Re: [PATCH v6 2/2] arm64: implement support for static call trampolines
From: Carlos Llamas
Date: Thu Mar 12 2026 - 18:10:47 EST
On Thu, Mar 12, 2026 at 07:35:34PM +0100, Ard Biesheuvel wrote:
> Hi Carlos,
>
> On Thu, 12 Mar 2026, at 19:02, Carlos Llamas wrote:
> > On Fri, Nov 05, 2021 at 03:59:17PM +0100, Ard Biesheuvel wrote:
> >> Implement arm64 support for the 'unoptimized' static call variety, which
> >> routes all calls through a single trampoline that is patched to perform a
> >> tail call to the selected function.
> >>
> >> It is expected that the direct branch instruction will be able to cover
> >> the common case. However, given that static call targets may be located
> >> in modules loaded out of direct branching range, we need a fallback path
> >> that loads the address into R16 and uses a branch-to-register (BR)
> >> instruction to perform an indirect call.
> >>
> >> Unlike on x86, there is no pressing need on arm64 to avoid indirect
> >> calls at all cost, but hiding it from the compiler as is done here does
> >> have some benefits:
> >> - the literal is located in .text, which gives us the same robustness
> >> advantage that code patching does;
> >> - no performance hit on CFI enabled Clang builds that decorate compiler
> >> emitted indirect calls with branch target validity checks.
> >>
> >> Acked-by: Peter Zijlstra <peterz@xxxxxxxxxxxxx>
> >> Signed-off-by: Ard Biesheuvel <ardb@xxxxxxxxxx>
> >> ---
> >
> > I'm starting to testing this out on top of 7.0-rc3...
> >
>
> Please use the v3 I referred to on the thread. The code patching is a bit hairy, and so we should only consider that if there is a real use case for it.
>
> Same goes for the special handling of the ret0 case - AFAIR, the v3 handles that transparently as it will just use the generic RET0 handler as the target.

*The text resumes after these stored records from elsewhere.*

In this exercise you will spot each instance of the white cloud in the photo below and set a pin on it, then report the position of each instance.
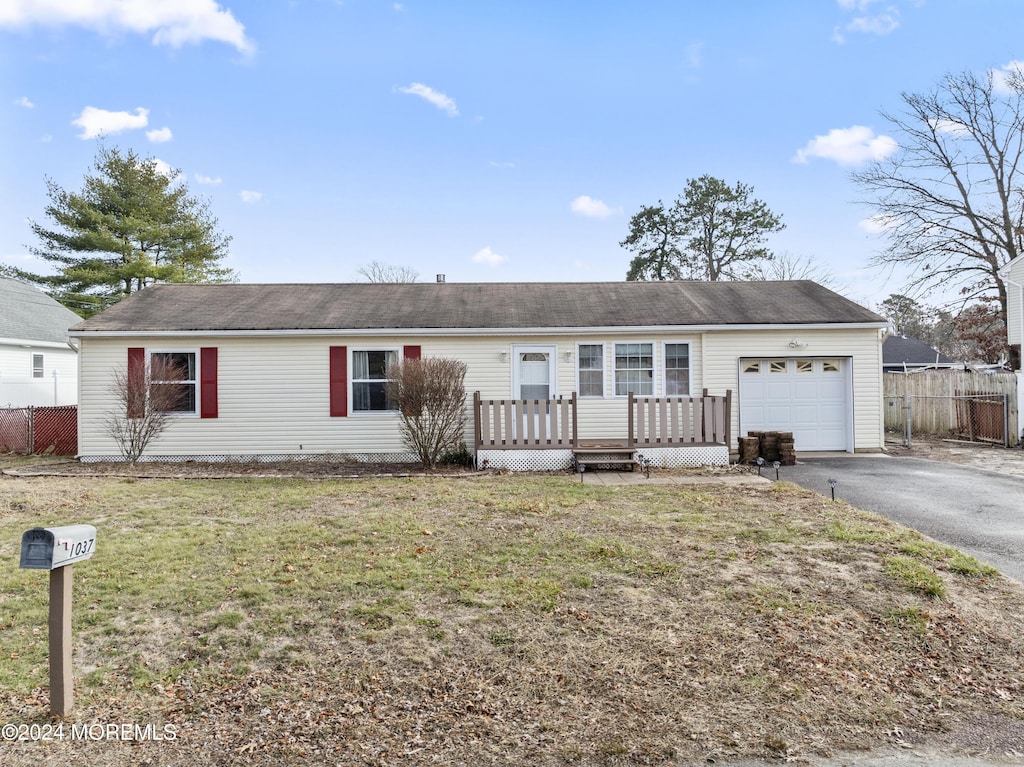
(867, 23)
(435, 97)
(160, 135)
(693, 54)
(95, 122)
(173, 23)
(1001, 77)
(848, 146)
(877, 224)
(588, 206)
(164, 169)
(488, 257)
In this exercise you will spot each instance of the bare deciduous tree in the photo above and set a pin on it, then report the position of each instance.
(431, 397)
(375, 271)
(143, 407)
(786, 266)
(949, 200)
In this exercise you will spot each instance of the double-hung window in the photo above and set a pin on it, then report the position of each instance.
(635, 369)
(677, 370)
(173, 382)
(591, 369)
(370, 379)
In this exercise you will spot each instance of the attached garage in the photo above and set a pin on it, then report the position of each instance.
(810, 396)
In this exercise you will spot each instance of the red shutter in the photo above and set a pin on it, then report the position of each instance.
(135, 383)
(339, 381)
(208, 382)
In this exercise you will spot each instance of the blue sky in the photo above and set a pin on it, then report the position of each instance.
(488, 141)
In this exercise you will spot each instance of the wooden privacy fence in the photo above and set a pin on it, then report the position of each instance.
(962, 403)
(669, 422)
(524, 424)
(37, 430)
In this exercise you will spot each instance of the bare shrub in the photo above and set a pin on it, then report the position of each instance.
(144, 407)
(431, 397)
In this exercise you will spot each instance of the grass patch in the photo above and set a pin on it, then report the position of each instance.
(913, 574)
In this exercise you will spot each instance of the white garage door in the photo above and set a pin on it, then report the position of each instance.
(810, 397)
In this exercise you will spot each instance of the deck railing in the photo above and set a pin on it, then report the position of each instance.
(672, 422)
(524, 424)
(653, 422)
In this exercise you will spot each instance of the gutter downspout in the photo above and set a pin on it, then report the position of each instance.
(1019, 373)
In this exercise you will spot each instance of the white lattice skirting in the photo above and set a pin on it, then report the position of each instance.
(561, 460)
(371, 458)
(551, 460)
(686, 458)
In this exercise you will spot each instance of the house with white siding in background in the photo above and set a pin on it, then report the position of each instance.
(292, 371)
(37, 365)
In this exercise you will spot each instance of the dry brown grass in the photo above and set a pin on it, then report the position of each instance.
(510, 621)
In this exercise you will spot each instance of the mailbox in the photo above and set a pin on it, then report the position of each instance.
(49, 548)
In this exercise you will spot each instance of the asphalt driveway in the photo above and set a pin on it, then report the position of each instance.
(979, 512)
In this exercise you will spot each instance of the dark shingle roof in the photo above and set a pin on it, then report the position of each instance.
(471, 305)
(27, 313)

IIUC, the trampoline tests R16 and returns early if unset. However, for
the RET0 case the register would point to __static_call_return0 and then
do the indirect call anyway. I suppose CFI is fine with this as like you
mentioned, this is "hidden" from the compiler.
However, the R16 test seems unnecessary for the RET0 case, as it is
always set to _something_ right? Or maybe I'm missing something?
Either way, now that I've rebased the patch I can send a... v7? With the
required minor tweaks for RET0 and such.
--
Carlos Llamas